Tiga orang lelaki tiba di balkon. Demi melihat sahabat mereka yang tengah salat dengan khusyuk, langkah mereka terhenti. Nyaris bersamaan mereka menghela napas. Bertukar pandang penuh arti.

“Ya, Tuhan ....” desah lelaki pertama, lelaki bertubuh langsing dengan kemeja bowling.

Laki-laki berkemeja Hawaii Elvis Presleysque dengan belahan pada dagunya tertunduk. Tak berkata apa-apa. Memendam empati di sudut hati.

“Calvin Wan tak pernah meninggalkan Tuhannya, dalam keadaan apa pun.” bisik lelaki bertubuh tinggi, berambut pirang, dan bermata biru. Setelan Bottega Venneta yang ia kenakan senada dengan warna matanya.

“Harusnya kita salat juga, guys. Sudah jam berapa ini?” Akhirnya lelaki berkemeja Hawaii bicara. Sebelah matanya mengecek arloji.

“Sudahlah, dijama’ saja nanti. Kita, ‘kan sedang dalam perjalanan.”

No way ....”

Sesaat beradu argumen, akhirnya ketiga lelaki metropolis itu bersiap-siap. Mereka salat di dekat sahabat mereka yang terlarut dalam duka.

Keheningan meliputi lantai teratas kantor.
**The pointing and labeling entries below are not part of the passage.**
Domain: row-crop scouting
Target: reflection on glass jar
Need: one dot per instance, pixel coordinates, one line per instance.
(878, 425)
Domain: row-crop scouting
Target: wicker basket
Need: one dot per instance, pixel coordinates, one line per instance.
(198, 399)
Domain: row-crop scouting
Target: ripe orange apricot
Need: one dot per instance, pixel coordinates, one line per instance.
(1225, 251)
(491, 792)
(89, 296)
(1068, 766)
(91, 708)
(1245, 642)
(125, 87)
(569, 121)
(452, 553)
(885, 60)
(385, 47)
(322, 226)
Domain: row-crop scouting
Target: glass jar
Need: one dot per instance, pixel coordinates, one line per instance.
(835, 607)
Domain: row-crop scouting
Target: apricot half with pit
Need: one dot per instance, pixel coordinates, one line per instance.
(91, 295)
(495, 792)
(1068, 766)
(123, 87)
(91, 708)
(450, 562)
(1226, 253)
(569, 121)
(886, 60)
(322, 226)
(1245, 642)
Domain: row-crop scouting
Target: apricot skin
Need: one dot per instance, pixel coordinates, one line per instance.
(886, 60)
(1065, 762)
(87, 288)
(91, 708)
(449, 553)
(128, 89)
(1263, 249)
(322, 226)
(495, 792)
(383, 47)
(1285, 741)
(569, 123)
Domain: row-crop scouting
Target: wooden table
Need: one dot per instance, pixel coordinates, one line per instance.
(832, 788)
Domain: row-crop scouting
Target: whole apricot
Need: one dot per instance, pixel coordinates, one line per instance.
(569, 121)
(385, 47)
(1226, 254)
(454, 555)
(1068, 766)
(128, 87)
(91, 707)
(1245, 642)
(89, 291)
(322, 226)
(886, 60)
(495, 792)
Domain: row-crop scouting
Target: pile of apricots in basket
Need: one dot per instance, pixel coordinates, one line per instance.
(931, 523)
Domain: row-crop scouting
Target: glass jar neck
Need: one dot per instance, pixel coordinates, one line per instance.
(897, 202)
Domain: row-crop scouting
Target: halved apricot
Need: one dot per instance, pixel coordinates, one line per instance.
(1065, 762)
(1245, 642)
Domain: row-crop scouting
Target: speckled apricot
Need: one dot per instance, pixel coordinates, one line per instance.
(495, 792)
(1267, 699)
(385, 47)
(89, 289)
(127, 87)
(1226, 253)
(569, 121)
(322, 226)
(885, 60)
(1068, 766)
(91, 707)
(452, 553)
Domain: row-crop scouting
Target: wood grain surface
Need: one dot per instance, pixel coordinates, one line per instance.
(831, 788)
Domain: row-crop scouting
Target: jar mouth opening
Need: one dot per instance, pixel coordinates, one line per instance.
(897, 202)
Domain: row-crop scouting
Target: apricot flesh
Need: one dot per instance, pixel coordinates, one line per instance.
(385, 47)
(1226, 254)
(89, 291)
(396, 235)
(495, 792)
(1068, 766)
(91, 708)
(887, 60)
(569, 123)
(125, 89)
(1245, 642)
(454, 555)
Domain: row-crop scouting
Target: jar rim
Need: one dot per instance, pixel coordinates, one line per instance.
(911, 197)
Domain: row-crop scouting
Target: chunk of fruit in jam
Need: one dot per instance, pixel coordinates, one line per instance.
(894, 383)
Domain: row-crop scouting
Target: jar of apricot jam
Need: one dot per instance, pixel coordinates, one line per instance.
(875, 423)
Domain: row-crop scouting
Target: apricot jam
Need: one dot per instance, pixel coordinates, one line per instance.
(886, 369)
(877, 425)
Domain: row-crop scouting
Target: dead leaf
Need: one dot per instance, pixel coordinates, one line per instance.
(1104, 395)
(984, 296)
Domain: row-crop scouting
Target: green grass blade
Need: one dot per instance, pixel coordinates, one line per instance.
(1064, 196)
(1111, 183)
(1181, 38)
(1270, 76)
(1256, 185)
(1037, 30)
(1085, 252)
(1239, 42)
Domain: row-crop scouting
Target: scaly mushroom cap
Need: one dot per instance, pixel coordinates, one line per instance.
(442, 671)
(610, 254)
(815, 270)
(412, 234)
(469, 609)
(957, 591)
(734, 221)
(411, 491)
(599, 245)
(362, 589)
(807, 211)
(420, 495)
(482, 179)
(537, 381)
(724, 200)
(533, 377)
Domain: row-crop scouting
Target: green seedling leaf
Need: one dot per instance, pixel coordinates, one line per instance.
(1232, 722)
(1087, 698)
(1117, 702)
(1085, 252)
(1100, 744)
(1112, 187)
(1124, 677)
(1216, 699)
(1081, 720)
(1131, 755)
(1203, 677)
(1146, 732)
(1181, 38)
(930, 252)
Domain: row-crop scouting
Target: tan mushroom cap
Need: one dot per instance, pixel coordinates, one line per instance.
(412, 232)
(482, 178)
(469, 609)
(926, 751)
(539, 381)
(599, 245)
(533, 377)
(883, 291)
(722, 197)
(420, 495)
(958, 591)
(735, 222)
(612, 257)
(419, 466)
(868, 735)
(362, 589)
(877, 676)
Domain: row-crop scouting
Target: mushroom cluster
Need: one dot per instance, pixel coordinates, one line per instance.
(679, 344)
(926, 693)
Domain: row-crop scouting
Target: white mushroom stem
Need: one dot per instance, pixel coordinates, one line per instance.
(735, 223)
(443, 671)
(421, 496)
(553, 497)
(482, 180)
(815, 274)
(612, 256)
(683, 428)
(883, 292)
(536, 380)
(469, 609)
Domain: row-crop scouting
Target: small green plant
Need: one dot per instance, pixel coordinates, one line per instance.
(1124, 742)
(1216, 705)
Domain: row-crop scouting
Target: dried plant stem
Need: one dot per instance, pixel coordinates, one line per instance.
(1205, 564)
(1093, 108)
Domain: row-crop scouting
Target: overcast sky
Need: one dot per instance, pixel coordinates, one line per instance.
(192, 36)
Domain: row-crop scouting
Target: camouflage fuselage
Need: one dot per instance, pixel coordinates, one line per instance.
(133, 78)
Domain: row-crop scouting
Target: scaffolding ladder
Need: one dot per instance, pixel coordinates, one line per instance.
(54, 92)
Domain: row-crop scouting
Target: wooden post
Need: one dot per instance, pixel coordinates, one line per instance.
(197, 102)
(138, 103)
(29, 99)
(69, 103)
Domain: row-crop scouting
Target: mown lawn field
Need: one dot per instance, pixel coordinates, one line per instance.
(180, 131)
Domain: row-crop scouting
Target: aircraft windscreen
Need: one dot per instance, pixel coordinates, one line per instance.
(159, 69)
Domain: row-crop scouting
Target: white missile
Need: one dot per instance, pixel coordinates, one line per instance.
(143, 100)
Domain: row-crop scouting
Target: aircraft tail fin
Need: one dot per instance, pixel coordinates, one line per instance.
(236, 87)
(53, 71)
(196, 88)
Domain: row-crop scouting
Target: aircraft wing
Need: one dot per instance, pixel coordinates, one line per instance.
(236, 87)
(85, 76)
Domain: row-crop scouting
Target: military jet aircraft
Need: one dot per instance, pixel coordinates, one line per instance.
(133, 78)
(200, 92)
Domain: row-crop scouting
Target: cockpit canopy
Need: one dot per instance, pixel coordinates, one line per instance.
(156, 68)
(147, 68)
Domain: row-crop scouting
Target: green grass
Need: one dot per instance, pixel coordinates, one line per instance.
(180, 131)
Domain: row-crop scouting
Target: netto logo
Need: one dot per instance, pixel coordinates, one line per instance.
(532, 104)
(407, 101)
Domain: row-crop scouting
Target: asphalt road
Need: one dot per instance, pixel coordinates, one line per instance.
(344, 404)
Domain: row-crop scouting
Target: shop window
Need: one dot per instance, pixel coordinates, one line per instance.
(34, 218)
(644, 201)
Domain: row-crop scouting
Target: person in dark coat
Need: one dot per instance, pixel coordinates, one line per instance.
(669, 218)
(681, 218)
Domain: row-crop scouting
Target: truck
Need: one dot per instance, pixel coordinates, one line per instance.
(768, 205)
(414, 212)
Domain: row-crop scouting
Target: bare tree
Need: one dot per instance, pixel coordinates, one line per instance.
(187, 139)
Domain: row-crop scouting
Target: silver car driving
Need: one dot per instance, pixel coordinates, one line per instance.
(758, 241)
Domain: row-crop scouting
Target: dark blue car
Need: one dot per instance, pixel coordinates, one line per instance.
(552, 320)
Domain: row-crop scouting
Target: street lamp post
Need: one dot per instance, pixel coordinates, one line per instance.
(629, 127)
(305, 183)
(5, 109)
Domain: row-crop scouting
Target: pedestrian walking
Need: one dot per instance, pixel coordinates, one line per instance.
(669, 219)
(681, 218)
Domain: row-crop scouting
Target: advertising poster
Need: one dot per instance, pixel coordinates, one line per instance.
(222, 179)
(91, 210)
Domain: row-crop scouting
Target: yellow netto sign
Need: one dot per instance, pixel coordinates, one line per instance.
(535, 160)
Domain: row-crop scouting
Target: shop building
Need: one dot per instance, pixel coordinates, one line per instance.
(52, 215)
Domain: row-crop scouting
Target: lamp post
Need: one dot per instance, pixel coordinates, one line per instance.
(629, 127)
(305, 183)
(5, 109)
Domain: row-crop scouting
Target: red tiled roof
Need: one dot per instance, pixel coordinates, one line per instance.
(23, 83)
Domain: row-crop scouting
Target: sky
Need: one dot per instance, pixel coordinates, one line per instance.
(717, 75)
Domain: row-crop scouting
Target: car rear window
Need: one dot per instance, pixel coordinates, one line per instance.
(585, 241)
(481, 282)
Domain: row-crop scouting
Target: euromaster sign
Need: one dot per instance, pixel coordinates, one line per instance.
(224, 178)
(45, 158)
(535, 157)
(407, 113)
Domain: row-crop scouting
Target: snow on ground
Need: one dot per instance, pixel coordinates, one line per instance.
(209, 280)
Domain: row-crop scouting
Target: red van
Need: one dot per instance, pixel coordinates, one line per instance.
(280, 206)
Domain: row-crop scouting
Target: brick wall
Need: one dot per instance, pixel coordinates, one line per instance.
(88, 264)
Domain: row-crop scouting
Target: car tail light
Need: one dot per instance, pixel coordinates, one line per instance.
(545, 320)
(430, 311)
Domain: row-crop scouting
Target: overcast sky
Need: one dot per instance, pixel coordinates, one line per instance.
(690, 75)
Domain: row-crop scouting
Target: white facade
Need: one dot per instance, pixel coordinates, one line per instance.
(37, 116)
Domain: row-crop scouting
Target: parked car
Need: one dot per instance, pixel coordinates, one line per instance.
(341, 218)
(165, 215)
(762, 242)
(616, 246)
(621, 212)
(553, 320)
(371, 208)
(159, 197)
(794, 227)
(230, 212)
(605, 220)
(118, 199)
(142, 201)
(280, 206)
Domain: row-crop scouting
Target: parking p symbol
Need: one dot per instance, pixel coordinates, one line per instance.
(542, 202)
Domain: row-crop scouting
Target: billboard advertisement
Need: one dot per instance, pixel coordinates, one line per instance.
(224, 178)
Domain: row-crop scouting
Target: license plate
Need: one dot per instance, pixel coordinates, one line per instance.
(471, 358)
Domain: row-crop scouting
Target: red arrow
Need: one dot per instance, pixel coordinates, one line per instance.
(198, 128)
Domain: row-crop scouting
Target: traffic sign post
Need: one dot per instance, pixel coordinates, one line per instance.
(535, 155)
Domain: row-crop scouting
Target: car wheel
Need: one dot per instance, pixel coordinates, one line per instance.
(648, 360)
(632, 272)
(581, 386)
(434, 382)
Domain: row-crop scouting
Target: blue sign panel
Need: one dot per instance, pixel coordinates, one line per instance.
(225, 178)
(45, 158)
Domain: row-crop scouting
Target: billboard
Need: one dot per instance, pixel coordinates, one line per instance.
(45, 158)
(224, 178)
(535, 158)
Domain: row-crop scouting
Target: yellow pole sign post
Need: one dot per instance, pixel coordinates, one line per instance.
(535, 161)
Hening, hening yang berbalut kedukaan dan kekhusyukan. Empat pria tampan dan charming yang beribadah di sana fokus menghadapkan hati dan jiwa mereka pada Tuhannya. Di balkon lantai teratas ini, para malaikat turun. Menyaksikan ibadah mereka, mengaminkan doa mereka, mencatat doa-doa mereka, lalu kembali naik ke langit. Melaporkannya secara langsung pada yang berhak mengabulkan doa.

Hingga ketiga pria itu selesai, Calvin belum juga selesai. Begitu panjang doa-doanya kali ini. Zikir dan permohonannya lebih intens. Mereka bertiga menunggu dengan sabar.

Sampai akhirnya Calvin membuka mata, bangkit, lalu bertemu pandang dengan ketiga sahabatnya. Ekspresi ketidakpercayaan melintas di wajahnya. Sedetik kemudian berganti keharuan yang tertahan.

“Kami di sampingmu,” ujar lelaki bermata dan berpakaian biru perlahan.